First of all, as they mentioned above it is a poor design. No security engineer would consider exposing their servers directly to public without having any defenses (IPS, Firewall DMZ or host based firewalls)...

Still to answer your questions technically,

There is no need to do NAT at the firewall for your public server since you may already have default route towards outside to facilitate the public Internet traffic so this public server IP also would be reachable (or adding a route for this public server will work).

It is fine, if you could add route in the public server for the complete private subnet towards firewall outside to reach internal network (because, it make no sense to route private subnet towards Internet).

With NAT exempt in the firewall, it will work.

BTW, can you share more details on your firewall model, memory & CPU utilization, Interface types, max used connection when you had your public servers traffic through this firewall?

1
  • Believe me there is a big reason to put server outside firewall, Those servers are streaming server it has nothing secrets, Many time we get DDoS and they filling connection table of firewall and whole network was down. That is why we put those high bandwidth servers outside firewall and DB server inside firewall. Outside server as iptables running on it. by the way Firewall is ASA 5550 4G memory
    – Satish
    Oct 12, 2015 at 17:12
4

You need to get a beefier firewall that can handle the traffic.

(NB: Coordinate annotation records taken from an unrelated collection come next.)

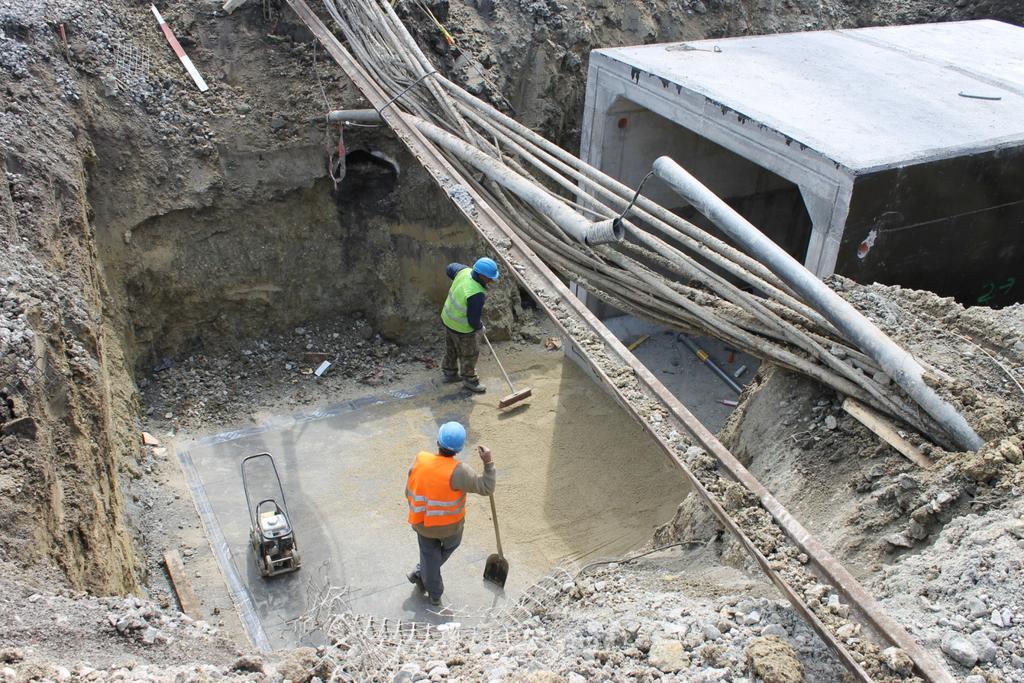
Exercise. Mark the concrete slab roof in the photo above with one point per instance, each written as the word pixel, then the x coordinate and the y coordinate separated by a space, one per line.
pixel 865 98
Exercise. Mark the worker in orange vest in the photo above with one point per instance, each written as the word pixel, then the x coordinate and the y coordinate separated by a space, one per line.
pixel 436 495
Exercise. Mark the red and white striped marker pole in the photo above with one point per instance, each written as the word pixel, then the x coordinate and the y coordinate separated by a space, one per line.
pixel 176 46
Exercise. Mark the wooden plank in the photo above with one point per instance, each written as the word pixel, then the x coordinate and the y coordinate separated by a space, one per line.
pixel 886 431
pixel 183 589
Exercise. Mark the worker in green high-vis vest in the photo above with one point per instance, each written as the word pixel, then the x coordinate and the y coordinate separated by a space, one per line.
pixel 461 315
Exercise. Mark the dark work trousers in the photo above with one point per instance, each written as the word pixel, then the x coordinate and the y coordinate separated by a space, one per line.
pixel 461 353
pixel 433 554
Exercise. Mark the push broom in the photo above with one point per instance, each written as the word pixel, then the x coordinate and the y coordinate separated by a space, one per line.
pixel 515 396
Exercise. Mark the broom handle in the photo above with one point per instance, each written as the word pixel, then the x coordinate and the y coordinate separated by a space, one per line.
pixel 502 368
pixel 498 536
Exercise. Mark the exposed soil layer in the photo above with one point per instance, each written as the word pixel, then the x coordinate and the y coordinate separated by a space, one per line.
pixel 145 226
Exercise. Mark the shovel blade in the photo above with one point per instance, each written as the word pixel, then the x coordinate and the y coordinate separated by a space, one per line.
pixel 497 569
pixel 515 397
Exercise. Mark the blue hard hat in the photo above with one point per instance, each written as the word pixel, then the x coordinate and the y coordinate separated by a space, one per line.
pixel 486 267
pixel 452 435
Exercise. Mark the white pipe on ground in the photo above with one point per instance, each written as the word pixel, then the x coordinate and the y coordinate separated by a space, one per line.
pixel 572 223
pixel 896 363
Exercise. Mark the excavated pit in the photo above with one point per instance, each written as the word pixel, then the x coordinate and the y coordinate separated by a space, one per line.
pixel 216 292
pixel 185 260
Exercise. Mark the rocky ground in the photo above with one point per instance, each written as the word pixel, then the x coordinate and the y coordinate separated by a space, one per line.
pixel 103 134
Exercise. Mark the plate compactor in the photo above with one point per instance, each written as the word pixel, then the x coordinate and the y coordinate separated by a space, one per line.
pixel 270 531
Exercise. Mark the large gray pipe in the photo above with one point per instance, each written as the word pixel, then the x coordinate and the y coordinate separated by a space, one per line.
pixel 573 224
pixel 891 357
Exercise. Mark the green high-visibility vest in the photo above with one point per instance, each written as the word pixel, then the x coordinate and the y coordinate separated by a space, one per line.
pixel 455 311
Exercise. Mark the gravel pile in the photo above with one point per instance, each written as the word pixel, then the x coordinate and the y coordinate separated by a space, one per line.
pixel 627 623
pixel 962 594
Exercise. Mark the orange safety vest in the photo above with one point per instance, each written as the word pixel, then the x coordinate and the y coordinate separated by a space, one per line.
pixel 432 501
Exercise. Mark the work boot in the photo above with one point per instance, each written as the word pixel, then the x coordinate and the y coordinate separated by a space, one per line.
pixel 474 386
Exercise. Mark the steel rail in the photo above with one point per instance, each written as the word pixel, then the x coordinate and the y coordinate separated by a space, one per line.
pixel 573 319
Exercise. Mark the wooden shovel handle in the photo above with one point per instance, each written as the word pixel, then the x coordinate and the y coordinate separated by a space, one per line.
pixel 498 536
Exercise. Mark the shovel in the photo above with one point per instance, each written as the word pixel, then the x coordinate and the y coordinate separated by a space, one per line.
pixel 515 396
pixel 497 568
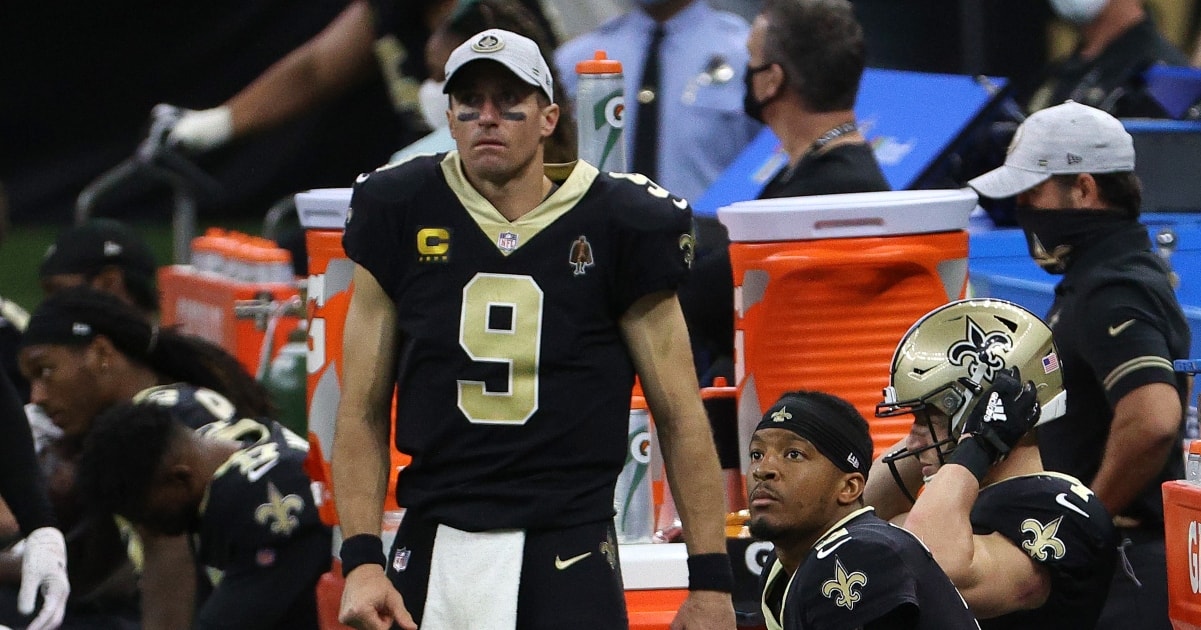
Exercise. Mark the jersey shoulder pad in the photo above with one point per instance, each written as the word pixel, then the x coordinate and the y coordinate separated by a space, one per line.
pixel 638 203
pixel 189 403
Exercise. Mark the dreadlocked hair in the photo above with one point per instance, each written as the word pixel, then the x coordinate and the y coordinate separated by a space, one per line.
pixel 121 454
pixel 78 315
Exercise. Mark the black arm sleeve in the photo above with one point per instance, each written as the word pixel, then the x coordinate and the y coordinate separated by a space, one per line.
pixel 22 484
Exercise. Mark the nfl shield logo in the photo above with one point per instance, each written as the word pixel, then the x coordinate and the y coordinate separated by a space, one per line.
pixel 400 561
pixel 507 241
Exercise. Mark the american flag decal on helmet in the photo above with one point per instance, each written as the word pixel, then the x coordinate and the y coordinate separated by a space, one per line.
pixel 1050 364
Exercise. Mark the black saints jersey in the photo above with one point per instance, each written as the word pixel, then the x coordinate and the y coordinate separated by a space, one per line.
pixel 862 570
pixel 514 379
pixel 1062 526
pixel 189 403
pixel 260 533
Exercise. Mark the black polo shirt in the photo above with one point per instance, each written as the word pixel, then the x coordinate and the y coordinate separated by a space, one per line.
pixel 1117 327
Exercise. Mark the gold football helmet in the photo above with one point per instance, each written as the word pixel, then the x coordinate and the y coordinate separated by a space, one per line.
pixel 949 358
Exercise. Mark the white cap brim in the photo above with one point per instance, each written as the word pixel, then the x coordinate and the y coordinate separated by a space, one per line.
pixel 1007 181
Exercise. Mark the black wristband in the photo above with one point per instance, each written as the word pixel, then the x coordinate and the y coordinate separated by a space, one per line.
pixel 359 550
pixel 972 455
pixel 710 571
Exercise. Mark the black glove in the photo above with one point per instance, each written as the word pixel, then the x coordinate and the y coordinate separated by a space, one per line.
pixel 1008 411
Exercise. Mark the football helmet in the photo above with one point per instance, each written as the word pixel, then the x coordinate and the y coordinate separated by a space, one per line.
pixel 949 358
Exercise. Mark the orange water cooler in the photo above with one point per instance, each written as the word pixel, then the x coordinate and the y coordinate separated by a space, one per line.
pixel 826 286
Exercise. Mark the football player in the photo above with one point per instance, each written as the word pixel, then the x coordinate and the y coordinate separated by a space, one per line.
pixel 835 563
pixel 1028 549
pixel 513 357
pixel 238 486
pixel 83 352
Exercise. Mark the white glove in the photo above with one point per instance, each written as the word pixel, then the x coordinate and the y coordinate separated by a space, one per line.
pixel 45 570
pixel 203 130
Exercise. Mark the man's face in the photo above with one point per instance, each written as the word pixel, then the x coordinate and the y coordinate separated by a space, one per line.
pixel 793 487
pixel 497 121
pixel 63 382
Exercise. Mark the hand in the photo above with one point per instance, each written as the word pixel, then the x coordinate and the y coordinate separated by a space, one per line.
pixel 705 610
pixel 45 570
pixel 1008 412
pixel 370 603
pixel 997 424
pixel 201 130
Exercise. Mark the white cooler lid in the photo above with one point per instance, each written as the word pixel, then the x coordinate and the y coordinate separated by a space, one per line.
pixel 323 208
pixel 847 216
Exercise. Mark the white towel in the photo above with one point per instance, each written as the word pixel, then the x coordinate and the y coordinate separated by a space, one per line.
pixel 473 580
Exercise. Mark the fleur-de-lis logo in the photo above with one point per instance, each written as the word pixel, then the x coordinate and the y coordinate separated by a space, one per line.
pixel 978 352
pixel 843 586
pixel 276 513
pixel 1044 544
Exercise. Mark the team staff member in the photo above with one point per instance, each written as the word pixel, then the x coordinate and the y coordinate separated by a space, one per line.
pixel 1118 328
pixel 509 309
pixel 835 563
pixel 805 61
pixel 1028 549
pixel 237 486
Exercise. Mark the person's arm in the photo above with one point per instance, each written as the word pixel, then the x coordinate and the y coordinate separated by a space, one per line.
pixel 22 483
pixel 657 337
pixel 1145 425
pixel 167 582
pixel 362 461
pixel 992 574
pixel 882 490
pixel 333 60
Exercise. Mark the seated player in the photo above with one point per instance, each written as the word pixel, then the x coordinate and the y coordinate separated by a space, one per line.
pixel 836 565
pixel 238 487
pixel 1028 549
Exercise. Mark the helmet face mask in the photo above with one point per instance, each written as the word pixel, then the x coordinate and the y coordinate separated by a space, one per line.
pixel 949 358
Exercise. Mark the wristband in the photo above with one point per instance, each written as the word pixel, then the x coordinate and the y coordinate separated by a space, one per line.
pixel 359 550
pixel 971 455
pixel 710 571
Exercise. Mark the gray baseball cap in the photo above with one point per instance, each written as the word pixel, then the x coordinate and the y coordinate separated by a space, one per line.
pixel 518 53
pixel 1063 139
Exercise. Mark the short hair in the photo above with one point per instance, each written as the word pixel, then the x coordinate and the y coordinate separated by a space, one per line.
pixel 1122 191
pixel 121 455
pixel 822 48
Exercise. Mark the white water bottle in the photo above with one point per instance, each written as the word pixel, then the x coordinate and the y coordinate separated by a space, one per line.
pixel 599 111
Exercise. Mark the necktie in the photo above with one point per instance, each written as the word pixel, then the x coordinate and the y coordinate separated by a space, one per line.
pixel 646 130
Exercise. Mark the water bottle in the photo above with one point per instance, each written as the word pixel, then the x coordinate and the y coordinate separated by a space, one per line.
pixel 633 499
pixel 599 108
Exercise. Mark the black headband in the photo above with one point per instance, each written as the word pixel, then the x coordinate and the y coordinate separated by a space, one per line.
pixel 57 327
pixel 846 443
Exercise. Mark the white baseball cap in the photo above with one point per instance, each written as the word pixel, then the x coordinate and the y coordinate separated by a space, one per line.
pixel 1063 139
pixel 518 53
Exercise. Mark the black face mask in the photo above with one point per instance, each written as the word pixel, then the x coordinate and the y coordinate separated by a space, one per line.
pixel 1053 237
pixel 753 107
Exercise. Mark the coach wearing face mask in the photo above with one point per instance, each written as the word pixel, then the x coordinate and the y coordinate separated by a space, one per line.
pixel 1118 327
pixel 805 60
pixel 1117 42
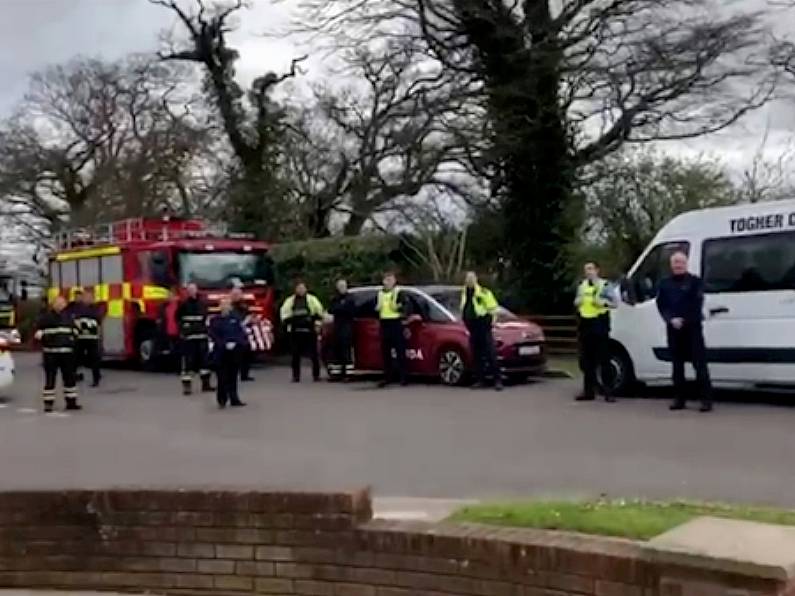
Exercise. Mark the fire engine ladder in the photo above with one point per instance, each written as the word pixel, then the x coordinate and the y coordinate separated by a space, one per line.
pixel 132 230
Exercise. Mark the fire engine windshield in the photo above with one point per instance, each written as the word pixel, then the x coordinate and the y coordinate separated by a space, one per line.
pixel 224 269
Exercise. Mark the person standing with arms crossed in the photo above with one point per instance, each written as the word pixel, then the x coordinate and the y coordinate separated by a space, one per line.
pixel 478 307
pixel 194 346
pixel 246 354
pixel 680 300
pixel 343 309
pixel 593 302
pixel 57 333
pixel 88 320
pixel 229 338
pixel 391 308
pixel 301 315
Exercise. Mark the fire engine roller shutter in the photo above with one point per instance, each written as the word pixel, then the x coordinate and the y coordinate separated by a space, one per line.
pixel 113 323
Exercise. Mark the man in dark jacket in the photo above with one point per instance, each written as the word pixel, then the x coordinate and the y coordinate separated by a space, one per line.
pixel 88 320
pixel 57 333
pixel 680 300
pixel 192 318
pixel 228 337
pixel 343 309
pixel 241 309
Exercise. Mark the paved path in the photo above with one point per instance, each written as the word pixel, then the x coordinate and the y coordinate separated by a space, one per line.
pixel 426 441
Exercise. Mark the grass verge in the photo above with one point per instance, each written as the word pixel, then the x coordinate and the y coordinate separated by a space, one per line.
pixel 640 520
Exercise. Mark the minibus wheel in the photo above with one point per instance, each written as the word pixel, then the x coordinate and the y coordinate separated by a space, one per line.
pixel 617 374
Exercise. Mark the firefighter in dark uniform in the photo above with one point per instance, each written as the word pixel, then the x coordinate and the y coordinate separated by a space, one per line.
pixel 593 302
pixel 478 307
pixel 246 354
pixel 58 336
pixel 229 337
pixel 301 315
pixel 192 317
pixel 88 319
pixel 343 309
pixel 391 308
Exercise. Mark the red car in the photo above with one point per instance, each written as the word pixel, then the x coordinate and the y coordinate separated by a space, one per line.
pixel 438 343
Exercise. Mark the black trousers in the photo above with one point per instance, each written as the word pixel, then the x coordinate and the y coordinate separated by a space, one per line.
pixel 484 351
pixel 392 339
pixel 594 335
pixel 304 343
pixel 687 345
pixel 88 356
pixel 194 358
pixel 227 364
pixel 246 358
pixel 343 348
pixel 65 363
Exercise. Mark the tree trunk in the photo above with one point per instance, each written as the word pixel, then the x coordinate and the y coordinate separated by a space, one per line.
pixel 531 145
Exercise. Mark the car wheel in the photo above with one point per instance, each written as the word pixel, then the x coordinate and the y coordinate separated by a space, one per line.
pixel 452 369
pixel 617 375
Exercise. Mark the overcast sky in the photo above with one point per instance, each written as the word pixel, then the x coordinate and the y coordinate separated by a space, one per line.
pixel 36 33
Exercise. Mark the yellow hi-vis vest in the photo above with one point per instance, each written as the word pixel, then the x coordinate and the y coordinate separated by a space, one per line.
pixel 483 301
pixel 592 304
pixel 387 306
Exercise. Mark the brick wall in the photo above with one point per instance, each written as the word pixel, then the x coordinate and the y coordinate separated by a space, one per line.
pixel 196 542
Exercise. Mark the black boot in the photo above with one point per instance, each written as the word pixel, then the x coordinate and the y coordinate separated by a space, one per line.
pixel 71 404
pixel 206 384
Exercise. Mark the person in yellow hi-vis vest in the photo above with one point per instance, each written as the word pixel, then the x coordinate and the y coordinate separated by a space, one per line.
pixel 302 314
pixel 478 307
pixel 391 308
pixel 594 300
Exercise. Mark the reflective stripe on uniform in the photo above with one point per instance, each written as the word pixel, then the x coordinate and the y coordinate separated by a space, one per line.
pixel 57 330
pixel 116 309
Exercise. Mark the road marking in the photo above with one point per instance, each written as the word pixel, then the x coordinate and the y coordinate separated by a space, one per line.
pixel 404 515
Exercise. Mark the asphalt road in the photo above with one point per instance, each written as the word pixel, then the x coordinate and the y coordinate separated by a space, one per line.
pixel 423 441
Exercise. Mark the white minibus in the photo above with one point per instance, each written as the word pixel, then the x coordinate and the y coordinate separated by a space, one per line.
pixel 746 256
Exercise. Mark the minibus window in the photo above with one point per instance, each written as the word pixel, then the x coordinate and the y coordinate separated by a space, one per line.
pixel 646 278
pixel 761 263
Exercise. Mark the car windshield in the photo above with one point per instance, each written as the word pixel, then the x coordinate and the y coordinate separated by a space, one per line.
pixel 450 298
pixel 224 269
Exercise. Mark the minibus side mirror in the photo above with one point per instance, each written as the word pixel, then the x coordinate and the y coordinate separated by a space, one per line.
pixel 627 291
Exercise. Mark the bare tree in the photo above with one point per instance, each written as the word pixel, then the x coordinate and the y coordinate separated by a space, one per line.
pixel 403 127
pixel 567 83
pixel 252 121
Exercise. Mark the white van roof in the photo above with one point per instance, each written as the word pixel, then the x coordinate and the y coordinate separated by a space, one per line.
pixel 740 220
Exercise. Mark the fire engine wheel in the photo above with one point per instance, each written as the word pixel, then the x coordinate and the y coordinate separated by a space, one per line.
pixel 452 369
pixel 146 352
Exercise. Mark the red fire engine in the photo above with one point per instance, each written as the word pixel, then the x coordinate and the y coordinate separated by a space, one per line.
pixel 133 265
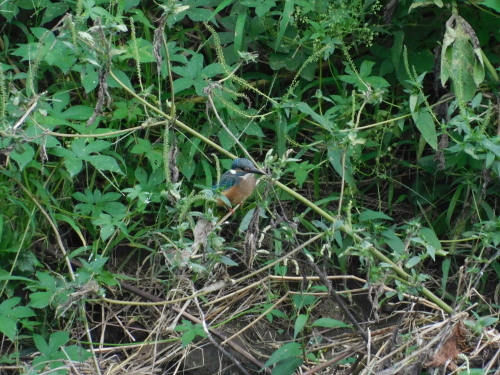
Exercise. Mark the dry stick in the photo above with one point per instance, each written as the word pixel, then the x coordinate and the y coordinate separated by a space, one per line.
pixel 344 227
pixel 324 365
pixel 257 320
pixel 212 340
pixel 336 298
pixel 217 333
pixel 159 301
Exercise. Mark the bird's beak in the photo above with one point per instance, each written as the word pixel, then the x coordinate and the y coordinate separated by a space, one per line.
pixel 256 171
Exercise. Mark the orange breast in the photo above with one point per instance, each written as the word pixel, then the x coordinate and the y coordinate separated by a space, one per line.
pixel 241 191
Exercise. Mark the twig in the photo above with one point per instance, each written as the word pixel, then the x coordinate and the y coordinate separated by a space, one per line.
pixel 212 340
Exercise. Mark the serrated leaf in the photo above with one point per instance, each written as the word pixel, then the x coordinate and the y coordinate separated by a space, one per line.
pixel 329 323
pixel 425 123
pixel 286 352
pixel 372 215
pixel 412 262
pixel 104 163
pixel 300 322
pixel 8 327
pixel 287 367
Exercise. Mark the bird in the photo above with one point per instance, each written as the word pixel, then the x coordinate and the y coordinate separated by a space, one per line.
pixel 239 182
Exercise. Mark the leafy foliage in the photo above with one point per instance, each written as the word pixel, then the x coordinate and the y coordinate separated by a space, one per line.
pixel 378 127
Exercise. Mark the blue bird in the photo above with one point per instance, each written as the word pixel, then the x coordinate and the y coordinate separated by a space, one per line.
pixel 239 182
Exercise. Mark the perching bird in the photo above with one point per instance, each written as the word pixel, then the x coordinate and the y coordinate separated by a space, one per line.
pixel 239 182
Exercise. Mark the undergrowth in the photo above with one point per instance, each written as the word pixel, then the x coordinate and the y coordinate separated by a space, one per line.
pixel 370 246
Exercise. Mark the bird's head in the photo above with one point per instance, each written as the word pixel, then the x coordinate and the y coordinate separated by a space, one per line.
pixel 244 165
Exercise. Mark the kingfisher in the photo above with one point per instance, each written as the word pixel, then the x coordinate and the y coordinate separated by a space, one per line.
pixel 239 182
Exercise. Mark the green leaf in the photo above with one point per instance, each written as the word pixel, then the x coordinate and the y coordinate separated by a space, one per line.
pixel 287 367
pixel 104 163
pixel 285 20
pixel 425 123
pixel 412 262
pixel 302 300
pixel 8 327
pixel 40 300
pixel 111 82
pixel 77 112
pixel 239 31
pixel 368 215
pixel 300 322
pixel 329 323
pixel 430 237
pixel 393 241
pixel 90 78
pixel 58 339
pixel 286 352
pixel 493 4
pixel 8 304
pixel 445 267
pixel 23 155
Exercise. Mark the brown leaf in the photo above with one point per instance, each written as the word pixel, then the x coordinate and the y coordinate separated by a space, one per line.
pixel 449 350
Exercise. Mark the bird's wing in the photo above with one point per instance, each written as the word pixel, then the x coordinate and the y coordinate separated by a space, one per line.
pixel 228 179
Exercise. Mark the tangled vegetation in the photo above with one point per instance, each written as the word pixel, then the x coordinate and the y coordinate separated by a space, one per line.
pixel 371 245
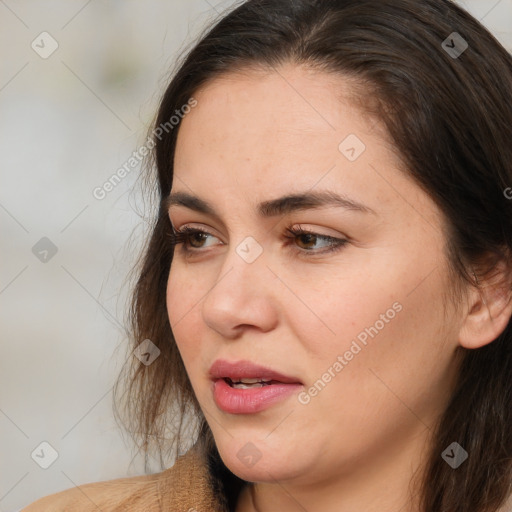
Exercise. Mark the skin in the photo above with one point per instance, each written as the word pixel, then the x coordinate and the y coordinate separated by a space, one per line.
pixel 355 446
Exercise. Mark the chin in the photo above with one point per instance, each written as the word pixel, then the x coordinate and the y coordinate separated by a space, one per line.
pixel 258 461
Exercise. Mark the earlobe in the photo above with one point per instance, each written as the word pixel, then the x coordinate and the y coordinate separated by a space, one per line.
pixel 489 310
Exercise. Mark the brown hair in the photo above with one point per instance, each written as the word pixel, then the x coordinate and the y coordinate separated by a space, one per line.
pixel 450 119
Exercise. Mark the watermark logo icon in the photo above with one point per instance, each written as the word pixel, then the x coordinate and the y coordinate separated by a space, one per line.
pixel 454 455
pixel 249 454
pixel 454 45
pixel 44 455
pixel 352 147
pixel 249 249
pixel 146 352
pixel 44 250
pixel 44 45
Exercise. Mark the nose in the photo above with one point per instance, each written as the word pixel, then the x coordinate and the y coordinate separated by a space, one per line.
pixel 242 297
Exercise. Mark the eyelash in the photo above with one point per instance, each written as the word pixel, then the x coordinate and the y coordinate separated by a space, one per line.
pixel 183 237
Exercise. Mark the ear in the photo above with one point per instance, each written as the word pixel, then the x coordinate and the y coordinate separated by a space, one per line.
pixel 488 310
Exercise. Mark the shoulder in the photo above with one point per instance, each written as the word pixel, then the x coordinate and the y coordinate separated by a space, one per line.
pixel 185 483
pixel 108 496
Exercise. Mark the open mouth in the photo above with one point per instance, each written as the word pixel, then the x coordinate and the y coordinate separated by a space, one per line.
pixel 250 383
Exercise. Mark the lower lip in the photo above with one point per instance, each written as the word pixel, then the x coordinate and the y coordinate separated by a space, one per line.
pixel 247 401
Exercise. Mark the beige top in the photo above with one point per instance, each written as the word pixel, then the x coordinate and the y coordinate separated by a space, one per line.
pixel 185 487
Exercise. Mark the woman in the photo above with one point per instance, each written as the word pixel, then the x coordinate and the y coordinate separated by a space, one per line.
pixel 328 278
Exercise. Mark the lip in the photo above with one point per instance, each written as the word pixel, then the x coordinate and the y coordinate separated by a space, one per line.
pixel 249 401
pixel 222 369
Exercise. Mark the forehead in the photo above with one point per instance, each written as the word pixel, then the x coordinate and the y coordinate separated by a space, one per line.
pixel 260 135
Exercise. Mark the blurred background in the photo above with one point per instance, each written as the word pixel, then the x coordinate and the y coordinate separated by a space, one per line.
pixel 79 85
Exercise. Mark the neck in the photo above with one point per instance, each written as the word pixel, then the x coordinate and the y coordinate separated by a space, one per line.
pixel 387 483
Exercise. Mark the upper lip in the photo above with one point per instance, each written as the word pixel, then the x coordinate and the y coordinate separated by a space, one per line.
pixel 222 369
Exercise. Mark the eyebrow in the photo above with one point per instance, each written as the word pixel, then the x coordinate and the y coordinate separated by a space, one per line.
pixel 274 207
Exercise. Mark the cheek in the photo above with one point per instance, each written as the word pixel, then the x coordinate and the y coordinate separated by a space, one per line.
pixel 183 307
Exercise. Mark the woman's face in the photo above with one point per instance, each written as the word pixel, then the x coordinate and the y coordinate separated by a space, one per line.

You really don't want your servers unprotected.

If you do go down the path of your drawing, you would need to get a larger public address allocation from your provider (good luck with that!) since you don't have a device to NAT your servers.

If you need NAT, whatever device you get to NAT may end up with the same problem as your firewall. You should just get a firewall capable of handling your traffic.

3
  • My question is can we do routing in firewall instead of NAT to reach out my own outside server from inside? currently they are doing NAT but i want them to do routing so outside Server can see original source address
    – Satish
    Oct 9, 2015 at 21:31
  • If the traffic is coming from inside the firewall, you can route it somewhere, but traffic originating from outside the firewall destined to someplace outside the firewall will be ignored by the firewall so it can't route it.
    – Ron Maupin
    Oct 9, 2015 at 21:43
  • 1
    It's possible, depending on your firewall. But I will reiterate that putting your server outside your firewall is a poor design choice. I hope there's no information on it worth stealing, because it will likely be compromised.
    – Ron Trunk
    Oct 9, 2015 at 21:50
4

Place your public servers into a network segment that is being routed on the firewall for security and management reasons.

If you cannot do that due to performance reasons you should consider Host-Based firewall on you public server(s) to have atleast stateful inspection capabilities (iptables, firewalld in case of *NIX).

Having your public servers directly in your public transit network is a poor design choice if you want to access the servers from the clients without NAT. You would have to have routes on the servers to route traffic destined to your internal networks to the firewall otherwise the default route to your ISP gateway would match and ISP will drop the traffic because its RFC1918 address space.

If you only have one server and do not have to scale you may go with the host based firewall and routes on the server option.